Jessa Takes on Theory—“Extraordinary” Women edition
I thought I’d inaugurate a new section at Noticing Bones, one in which I write through an interesting bit of historical or gender theory as it pertains to the post we’ve been writing, what I’ve been reading, things that are happening in the world, or just because I feel like it. You know, reasons. My goal is to keep these sections approachable and entertaining, so don’t run away just because I said the word theory!
Since this is the first theory post, I’ll take some time out to explain why theory is important to history. I like to think of theory as being the engine in the car of historical study. It provides the power for the analysis and meaningful history would be impossible without it, but you should only notice it when it’s working particularly well or just plain broken. (Jargon is what happens when someone’s taken the muffler off their historical car, if we’re going to continue the metaphor.)
Theories in history come in many different shapes and sizes because history pulls inspiration from all sorts of humanities and social science disciplines. There are theories of economics, Marxism, gender, sociology, anthropology, power, bodies, structures, agency, material history, race, postcolonialism—I could go on and on and on. Unless a historian is particularly dogmatic, it is unlikely that they focus exclusively on one branch of theory. After all, discussions of gender often use concepts of power, bodies, and material history, among others, as an integral part of their analysis.
Theory allows historians to access the narratives hidden within primary sources. They provide a viewpoint, a framework of analysis through which documents can gain significance and meaning. An economic historian, a Marxist, a material historian, and a postcolonial scholar can all look at a single primary source—a census, for example—and come to radically different (and sometimes conflicting) conclusions. Diversification of theory means a diversification of the understanding of history. I don’t know if you’ve looked around at your own life lately, but I find history much more convincing when it reflects just as much variety as my fellow passengers on my morning commute.
But what about objective histories based solely on the facts, you say? (From here on, this will be known as History—captial H.) They don’t exist. “Objective” Histories tend to focus on political power and the accomplishments of (primarily) white men as if they are “the facts.” A perusal of our blog should indicate the folly of that particular view of history. History is done by historians, who, believe it or not, are people. And people are shaped by their times, their beliefs and their experiences. Good historians acknowledge this and attempt to adjust for it in their own work, but the influence of the present on history is one thing that keeps the field vibrant and exciting. During the cold war, for example, many historians addressed questions of factions, alliances and hegemonies regardless of their geographic specialty or preferred time period. The most important questions in present life are often the questions that drive historical study. There are facts in history, but they are constantly being interpreted, reinterpreted, and fought over. And it is SO MUCH MORE FUN this way.
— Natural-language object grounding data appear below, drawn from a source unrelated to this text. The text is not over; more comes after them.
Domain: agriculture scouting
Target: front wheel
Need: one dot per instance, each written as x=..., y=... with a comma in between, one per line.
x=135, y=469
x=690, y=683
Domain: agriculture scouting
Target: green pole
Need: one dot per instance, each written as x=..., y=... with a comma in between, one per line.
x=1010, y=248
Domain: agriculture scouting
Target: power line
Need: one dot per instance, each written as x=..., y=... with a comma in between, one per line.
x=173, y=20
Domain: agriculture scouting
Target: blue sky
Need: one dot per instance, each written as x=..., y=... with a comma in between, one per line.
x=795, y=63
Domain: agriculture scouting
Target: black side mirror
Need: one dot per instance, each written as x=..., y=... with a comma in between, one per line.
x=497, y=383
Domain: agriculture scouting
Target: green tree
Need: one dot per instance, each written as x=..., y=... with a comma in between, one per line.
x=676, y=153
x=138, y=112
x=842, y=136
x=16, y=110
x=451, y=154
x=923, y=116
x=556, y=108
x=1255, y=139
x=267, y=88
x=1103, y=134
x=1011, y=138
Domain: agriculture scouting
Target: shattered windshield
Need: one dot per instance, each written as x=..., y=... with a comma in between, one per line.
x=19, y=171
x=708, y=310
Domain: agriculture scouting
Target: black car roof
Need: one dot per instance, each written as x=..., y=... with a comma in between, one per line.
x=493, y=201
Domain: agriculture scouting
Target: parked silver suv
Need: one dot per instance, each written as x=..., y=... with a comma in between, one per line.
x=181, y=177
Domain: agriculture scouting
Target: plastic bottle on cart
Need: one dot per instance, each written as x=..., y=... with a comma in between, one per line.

Now that I’ve given you my theory soapbox speech, what I actually wanted to write about today was the concepts inherent in, and the danger of, “extraordinary women.” (Forgive the scare quotes. Many more to follow.) I obviously fully support the work on this blog, being an editor and all, and I think disseminating knowledge of these amazing women is important as a way of normalizing the “extraordinary women” trope.
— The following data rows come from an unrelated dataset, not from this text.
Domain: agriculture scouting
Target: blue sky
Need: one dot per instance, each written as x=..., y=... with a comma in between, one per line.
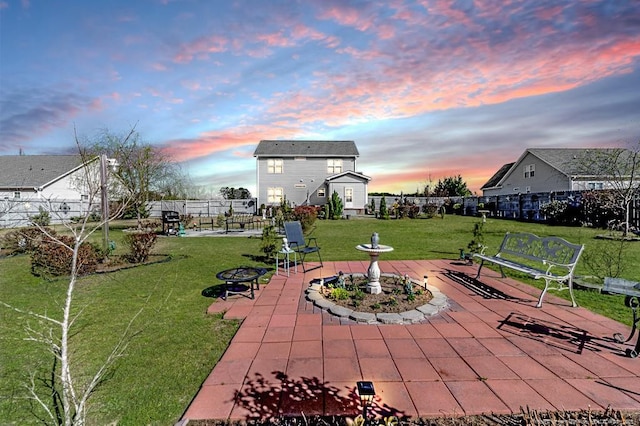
x=426, y=89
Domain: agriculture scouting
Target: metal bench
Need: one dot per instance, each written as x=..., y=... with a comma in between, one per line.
x=552, y=259
x=631, y=291
x=243, y=220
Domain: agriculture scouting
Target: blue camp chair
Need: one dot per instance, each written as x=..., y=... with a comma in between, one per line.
x=300, y=245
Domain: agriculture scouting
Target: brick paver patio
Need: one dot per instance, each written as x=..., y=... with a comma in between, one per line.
x=480, y=355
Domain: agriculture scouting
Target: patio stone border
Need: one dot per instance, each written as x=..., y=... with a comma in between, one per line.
x=438, y=303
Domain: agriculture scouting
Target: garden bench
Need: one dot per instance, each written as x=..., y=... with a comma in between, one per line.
x=631, y=292
x=552, y=259
x=243, y=220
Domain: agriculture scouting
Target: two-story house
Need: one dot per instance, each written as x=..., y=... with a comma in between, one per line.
x=308, y=172
x=548, y=170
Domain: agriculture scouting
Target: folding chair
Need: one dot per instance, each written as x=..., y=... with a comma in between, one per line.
x=300, y=245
Histories, especially those taught in middle and high school, remain a white-man’s history with occasional “special” examples. And they are often “extraordinary,” rising above circumstance and hardship and making an irrefutable mark on History.
The problem is, when every woman (or minority) is only included as “extraordinary” cases, their counterparts—“ordinary” women and minorities—are seen as complacent and unworthy of History. (Disclaimer: generalizing about American history textbooks here. Sorry world.) It’s ok, then, that most women don’t get adequate coverage in history textbooks because they didn’t actually DO anything—at least not compared to the rare “extraordinary” women that were included. This ends up reinforcing the idea that the only class of people that “mattered” historically were wealthy white men.
As you might be able to guess, I take extreme issue with that. What “extraordinary” women should teach us is that we are using all the wrong qualifications to decide who is “notable” in history. It should prompt us to reevaluate the importance of categories like political power, long the heavyweight of historical analysis, instead of something that accounts for a larger amount of people that were living—and doing great things—off the political radar. Believe it or not, political power is not the end-all or be-all of human existence. (It’s not even the only way power has been deployed in societies, but more on that in a future post.)
The women we feature, spotlighted as special, should not be considered the exception. They should be the rule by which we measure the standards of history. The moment these women are accepted as extraordinary human beings, instead of being defined first by their gender, is the moment History becomes a little more reflective of history.